Otherwise, Chainlink lost north of 40% in 2025, despite its unique technological position. While security standards like CCIP remain a feather in the cap of the token, last year saw many altcoins lose significant value, including Chainlink.
Further on altcoins, Aave and Uniswap were amongst the worst-performing semi-large-cap cryptocurrencies of last year, down 51.13% and 64.83%, respectively. While the perceived ‘soft touch’ regulatory environment was cause for optimism earlier in the year, both Aave and Uniswap were hit particularly hard by the end-of-year sell-off, with altcoins at the forefront of so-called risk assets.
The 2026 crypto roadmap: Interest rates, Fed leadership, and global regulation
Once somewhat of a crypto sceptic, with an apparent preference for the US dollar, Trump’s 2024 election campaign pledges to make the United States of America the ‘crypto capital’ of the planet were understandably viewed as a massive win for the industry, both from a regulatory and legitimacy standpoint.
Coupled with the idea that lower interest rates were coming, there was ample reason for crypto markets to rally in 2025. This optimism, however, not only became priced in but was also overshadowed by other macroeconomic forces that later in the year boosted market uncertainty, hurting crypto prices.

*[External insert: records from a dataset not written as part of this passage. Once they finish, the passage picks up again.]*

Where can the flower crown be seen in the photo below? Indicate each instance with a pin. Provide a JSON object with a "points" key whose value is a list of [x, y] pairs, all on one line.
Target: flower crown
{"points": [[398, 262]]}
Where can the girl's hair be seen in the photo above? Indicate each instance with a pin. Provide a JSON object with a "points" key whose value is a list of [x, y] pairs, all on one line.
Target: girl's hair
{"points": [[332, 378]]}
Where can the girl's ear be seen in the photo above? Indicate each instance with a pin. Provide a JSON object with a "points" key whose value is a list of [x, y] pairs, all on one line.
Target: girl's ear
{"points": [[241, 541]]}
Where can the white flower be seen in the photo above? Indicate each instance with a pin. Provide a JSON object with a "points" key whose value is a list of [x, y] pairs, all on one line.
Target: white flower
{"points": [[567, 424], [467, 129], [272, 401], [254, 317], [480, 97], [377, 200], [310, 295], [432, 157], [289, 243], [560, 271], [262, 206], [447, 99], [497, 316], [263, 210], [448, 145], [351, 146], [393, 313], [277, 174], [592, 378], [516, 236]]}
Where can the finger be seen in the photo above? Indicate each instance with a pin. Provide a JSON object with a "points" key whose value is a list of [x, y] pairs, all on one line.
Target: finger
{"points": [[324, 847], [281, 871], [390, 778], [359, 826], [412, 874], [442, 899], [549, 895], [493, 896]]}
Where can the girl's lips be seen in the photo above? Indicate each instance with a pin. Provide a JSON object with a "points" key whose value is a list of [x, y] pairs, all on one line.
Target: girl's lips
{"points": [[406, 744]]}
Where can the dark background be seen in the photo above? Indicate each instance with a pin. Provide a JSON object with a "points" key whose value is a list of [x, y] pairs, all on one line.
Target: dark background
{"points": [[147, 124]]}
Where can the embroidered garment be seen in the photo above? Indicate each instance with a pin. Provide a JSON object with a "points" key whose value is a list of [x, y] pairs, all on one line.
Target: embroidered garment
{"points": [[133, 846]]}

While sands are shifting on how the mainstream views crypto, most still perceive it as a speculative asset class that offers the potential for high rewards, though not without risk. As a result, cryptocurrencies remain at the forefront of risk assets and are often among the first to be liquidated in times of economic uncertainty.
Looking ahead to 2026, the key drivers remain unchanged, with the potential for lower US interest rates and the future of regulation still in focus.
The former goes double when considering Jerome Powell’s tenure as chair of the Federal Reserve, which is due to come to an end in 2026, with Trump looking to suggest a replacement perhaps more sympathetic to Trump’s vocal demands for lower interest rates¹.
As such, monetary policy from the Federal Reserve is likely to be as closely watched as ever in 2026, especially for digital assets, which have, in some capacity, historically benefited from lower interest rates, with the US dollar becoming comparatively less attractive to hold and borrowing costs are reduced.
As for regulation, the debate has shifted considerably from this time last year. Previous discussions over whether Bitcoin is a commodity have now given way to discussions of how the SEC and the Commodity Futures Trading Commission (CFTC) will share oversight duties, with Bitcoin categorised as a ‘digital commodity’ in the United States some years ago.
It’s worth noting, however, that while President Trump and other public figures like Elon Musk have significantly raised the profile of cryptocurrency worldwide, regulatory changes are not exclusive to the United States.
Much like their North American counterpart, the narrative has shifted from "if" these assets should be regulated to "how" they can be integrated into the existing financial fabric, especially in Europe, with the full implementation of the Markets in Crypto-Assets (MiCA) regulation in early 2026.
With recent years showing unprecedented progress in adoption, legitimacy, and interest in cryptocurrency markets, 2026 presents an interesting opportunity for digital assets.
This article and its contents are intended for educational purposes only and should not be considered trading advice.